Investment Advisory
Investment Advisory
In our work with UHNI clients, we often come across portfolios managed by multiple advisors.
On the surface, this can feel like a prudent strategy, offering diversification, broader perspectives, and a sense of risk mitigation. But in reality, fragmented financial advice often creates complexities that quietly erode the very benefits it promises.
Over time, the hidden costs begin to show.
Having multiple advisors often leads to overlapping exposures. The same sectors, themes, or even identical securities start appearing across portfolios. What looks diversified at first glance may actually be concentrated underneath. True diversification is not about the number of managers. It is about how well the overall portfolio is put together.
At the same time, portfolios can swing to the other extreme and become over diversified. Too many products and strategies dilute returns and make the portfolio inefficient. Instead of clarity, there is clutter. More does not always translate into better outcomes.
In a multi advisor setup, there is often a natural tendency to demonstrate activity. Advisors may bring in new ideas, increase churn, or recommend products to stay relevant. While this can seem beneficial in the short term, it often shifts focus away from first principles and long-term strategy. The portfolio becomes active but not necessarily aligned with its original purpose.

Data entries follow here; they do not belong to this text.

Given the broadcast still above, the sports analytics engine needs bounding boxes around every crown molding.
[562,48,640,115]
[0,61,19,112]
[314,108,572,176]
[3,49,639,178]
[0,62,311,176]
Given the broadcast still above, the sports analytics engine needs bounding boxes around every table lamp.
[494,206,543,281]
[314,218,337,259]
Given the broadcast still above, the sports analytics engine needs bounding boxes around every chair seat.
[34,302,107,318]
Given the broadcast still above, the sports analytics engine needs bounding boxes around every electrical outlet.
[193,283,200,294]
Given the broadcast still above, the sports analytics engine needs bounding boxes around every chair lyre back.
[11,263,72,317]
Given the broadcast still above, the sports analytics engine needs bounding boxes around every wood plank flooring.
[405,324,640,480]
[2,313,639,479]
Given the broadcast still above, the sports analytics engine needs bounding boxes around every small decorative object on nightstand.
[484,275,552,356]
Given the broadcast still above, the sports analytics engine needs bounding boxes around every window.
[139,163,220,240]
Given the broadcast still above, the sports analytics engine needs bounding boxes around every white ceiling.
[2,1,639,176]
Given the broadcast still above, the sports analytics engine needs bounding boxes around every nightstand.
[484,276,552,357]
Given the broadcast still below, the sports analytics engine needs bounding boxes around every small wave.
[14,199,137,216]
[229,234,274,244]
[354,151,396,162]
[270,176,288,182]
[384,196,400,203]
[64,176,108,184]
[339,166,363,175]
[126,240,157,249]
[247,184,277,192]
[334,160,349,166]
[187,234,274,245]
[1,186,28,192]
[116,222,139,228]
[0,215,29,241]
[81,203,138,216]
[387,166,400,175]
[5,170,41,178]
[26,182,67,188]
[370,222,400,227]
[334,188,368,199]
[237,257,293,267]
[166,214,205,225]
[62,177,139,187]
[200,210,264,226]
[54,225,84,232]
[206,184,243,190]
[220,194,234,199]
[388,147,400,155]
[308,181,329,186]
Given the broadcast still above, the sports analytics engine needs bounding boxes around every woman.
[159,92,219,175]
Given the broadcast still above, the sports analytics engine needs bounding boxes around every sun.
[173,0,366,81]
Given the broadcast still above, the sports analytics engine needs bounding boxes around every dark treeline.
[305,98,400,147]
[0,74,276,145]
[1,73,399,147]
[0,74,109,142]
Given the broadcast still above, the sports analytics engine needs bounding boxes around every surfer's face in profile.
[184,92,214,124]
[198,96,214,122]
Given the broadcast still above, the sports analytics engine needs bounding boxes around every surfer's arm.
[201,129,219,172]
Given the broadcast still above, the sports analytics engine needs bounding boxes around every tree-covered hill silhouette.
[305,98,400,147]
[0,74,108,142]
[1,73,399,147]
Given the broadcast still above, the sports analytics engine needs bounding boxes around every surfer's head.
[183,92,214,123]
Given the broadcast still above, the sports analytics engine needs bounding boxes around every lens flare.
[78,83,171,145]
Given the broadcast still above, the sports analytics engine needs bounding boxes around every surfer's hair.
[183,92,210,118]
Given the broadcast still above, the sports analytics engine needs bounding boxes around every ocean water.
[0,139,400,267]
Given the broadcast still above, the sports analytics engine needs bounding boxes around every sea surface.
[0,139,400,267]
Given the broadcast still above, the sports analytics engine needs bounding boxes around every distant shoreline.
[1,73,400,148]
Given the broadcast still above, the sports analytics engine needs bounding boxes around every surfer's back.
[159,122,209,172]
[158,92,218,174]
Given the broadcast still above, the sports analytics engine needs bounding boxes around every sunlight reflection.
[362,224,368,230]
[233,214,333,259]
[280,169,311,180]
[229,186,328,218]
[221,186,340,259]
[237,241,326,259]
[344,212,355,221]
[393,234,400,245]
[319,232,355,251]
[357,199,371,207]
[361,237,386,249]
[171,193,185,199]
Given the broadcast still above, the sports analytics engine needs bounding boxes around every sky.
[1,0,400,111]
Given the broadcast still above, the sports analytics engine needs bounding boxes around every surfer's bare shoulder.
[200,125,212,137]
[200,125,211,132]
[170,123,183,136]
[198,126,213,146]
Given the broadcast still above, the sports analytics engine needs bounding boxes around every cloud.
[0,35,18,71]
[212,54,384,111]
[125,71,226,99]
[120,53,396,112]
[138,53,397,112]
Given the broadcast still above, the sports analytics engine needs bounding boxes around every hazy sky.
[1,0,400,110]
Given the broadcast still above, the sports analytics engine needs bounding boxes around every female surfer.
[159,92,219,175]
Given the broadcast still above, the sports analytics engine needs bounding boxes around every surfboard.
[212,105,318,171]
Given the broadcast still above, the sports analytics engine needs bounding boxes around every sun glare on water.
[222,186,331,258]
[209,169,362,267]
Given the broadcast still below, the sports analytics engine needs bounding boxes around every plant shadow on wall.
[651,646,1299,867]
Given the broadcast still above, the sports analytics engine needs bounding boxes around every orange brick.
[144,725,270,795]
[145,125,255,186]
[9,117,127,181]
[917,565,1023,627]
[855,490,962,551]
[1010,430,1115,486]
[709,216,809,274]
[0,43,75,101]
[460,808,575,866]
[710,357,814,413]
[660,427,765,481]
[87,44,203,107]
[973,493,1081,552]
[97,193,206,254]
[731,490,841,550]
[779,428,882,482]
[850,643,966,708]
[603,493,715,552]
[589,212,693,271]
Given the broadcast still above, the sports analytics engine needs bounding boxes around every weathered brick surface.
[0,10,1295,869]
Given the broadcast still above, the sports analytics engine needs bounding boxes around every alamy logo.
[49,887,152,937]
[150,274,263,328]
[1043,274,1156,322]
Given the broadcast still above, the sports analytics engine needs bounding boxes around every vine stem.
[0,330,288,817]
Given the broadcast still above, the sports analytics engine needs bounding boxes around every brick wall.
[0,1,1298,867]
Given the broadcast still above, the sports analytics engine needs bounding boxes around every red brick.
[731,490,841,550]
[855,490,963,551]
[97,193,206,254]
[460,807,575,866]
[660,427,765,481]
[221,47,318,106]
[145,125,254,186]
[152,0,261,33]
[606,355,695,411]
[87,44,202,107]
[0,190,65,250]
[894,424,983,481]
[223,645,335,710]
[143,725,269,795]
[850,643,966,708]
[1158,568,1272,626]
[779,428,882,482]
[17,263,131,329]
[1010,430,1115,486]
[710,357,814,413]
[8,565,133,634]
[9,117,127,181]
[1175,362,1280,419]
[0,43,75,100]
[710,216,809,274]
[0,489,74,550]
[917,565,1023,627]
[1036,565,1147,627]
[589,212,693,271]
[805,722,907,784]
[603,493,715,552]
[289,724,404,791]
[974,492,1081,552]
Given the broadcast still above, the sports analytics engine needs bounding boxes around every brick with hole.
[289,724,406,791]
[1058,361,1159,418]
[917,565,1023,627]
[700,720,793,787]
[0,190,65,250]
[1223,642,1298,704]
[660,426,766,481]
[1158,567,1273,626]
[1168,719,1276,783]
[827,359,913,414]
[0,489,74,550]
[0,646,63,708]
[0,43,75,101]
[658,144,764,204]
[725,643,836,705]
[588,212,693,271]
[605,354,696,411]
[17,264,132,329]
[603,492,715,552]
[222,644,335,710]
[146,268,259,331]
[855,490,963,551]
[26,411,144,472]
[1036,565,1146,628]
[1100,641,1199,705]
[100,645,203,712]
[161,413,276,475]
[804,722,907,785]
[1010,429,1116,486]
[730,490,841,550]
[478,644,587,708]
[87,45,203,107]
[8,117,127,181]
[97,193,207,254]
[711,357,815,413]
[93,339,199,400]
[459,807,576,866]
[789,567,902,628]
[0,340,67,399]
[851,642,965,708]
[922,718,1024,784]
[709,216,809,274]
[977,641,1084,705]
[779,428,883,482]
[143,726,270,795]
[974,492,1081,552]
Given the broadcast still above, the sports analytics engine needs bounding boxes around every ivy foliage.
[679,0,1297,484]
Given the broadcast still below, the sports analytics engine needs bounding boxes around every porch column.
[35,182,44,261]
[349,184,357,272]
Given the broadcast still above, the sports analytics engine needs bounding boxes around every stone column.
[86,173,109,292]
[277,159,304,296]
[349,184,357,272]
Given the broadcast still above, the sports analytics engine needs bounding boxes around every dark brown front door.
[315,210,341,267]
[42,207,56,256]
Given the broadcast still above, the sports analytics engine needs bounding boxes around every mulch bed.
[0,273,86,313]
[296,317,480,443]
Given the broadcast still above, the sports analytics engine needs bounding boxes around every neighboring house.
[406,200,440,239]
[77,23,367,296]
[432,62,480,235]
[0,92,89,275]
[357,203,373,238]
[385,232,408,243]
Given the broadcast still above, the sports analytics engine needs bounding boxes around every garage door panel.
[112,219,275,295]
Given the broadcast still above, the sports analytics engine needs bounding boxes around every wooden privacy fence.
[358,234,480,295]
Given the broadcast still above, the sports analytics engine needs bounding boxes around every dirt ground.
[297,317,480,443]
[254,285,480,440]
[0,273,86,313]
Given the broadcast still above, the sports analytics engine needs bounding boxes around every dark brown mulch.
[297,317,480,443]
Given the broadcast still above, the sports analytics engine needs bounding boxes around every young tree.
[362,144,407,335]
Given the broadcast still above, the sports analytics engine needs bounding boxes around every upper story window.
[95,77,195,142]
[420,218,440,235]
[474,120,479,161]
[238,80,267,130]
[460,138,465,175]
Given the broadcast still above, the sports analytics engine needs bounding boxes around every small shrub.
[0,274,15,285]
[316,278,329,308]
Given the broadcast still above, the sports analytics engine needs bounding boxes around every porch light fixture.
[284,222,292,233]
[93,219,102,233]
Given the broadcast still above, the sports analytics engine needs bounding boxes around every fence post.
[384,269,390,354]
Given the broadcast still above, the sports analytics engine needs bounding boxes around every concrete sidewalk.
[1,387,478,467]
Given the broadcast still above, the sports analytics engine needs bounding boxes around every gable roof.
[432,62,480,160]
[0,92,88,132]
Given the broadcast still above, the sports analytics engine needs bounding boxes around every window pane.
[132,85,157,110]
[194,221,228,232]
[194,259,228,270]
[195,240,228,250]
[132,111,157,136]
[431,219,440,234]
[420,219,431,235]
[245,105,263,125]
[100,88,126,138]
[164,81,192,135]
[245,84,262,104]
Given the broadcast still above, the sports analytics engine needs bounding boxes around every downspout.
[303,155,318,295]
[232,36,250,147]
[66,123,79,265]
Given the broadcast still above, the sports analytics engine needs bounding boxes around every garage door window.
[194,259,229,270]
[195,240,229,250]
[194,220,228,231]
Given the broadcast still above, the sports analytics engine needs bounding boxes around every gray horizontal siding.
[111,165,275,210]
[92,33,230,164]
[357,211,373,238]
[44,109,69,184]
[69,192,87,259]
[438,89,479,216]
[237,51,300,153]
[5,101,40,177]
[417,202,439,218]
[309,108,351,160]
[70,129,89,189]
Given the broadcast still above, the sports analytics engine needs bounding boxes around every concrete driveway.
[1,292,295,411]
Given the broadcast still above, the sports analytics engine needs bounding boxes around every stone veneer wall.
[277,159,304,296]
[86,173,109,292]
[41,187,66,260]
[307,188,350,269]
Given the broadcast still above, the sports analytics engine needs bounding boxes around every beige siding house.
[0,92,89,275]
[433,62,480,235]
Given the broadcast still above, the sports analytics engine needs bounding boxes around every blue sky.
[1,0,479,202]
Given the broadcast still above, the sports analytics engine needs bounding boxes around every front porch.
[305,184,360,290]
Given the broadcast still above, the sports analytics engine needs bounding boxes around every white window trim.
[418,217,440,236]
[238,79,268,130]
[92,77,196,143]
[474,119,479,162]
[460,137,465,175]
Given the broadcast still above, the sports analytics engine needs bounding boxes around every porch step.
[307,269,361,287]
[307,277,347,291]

Each advisor works with their own understanding of risk. Without a unified view, the overall portfolio can end up taking on more risk than intended or, in some cases, becoming too conservative. Even when advisors share similar perspectives, lack of coordination can still lead to unintended overlaps.
Liquidity is often assessed in silos. While each advisor may manage liquidity within their own mandate, the overall portfolio may not have a clear liquidity position. Capital could be locked in where it should be available, or available where it is not needed. Without a holistic view, liquidity planning becomes fragmented.
Tax efficiency is best achieved at the portfolio level. When multiple advisors operate independently, gains and losses are not always managed in a coordinated way. Opportunities for tax harvesting can be missed, leading to avoidable tax outflows over time.
Fragmentation often leads to multiple layers of fees across advisors, products, and structures. Without a consolidated view, it becomes difficult to assess whether the overall cost of managing wealth is truly efficient.
Finally, the responsibility of putting everything together often falls on the client. Tracking performance, understanding exposures, and making decisions across multiple advisors becomes time consuming and complex. Instead of clarity, there is fragmentation.
Wealth management is not just about access to ideas. It is about bringing those ideas together into a coherent strategy. A well-structured portfolio does not require multiple competing approaches. It requires alignment, clarity, and a unified view of risk, return, liquidity, and long-term purpose.
Fragmentation may appear like diversification. In practice, it often leads to the opposite.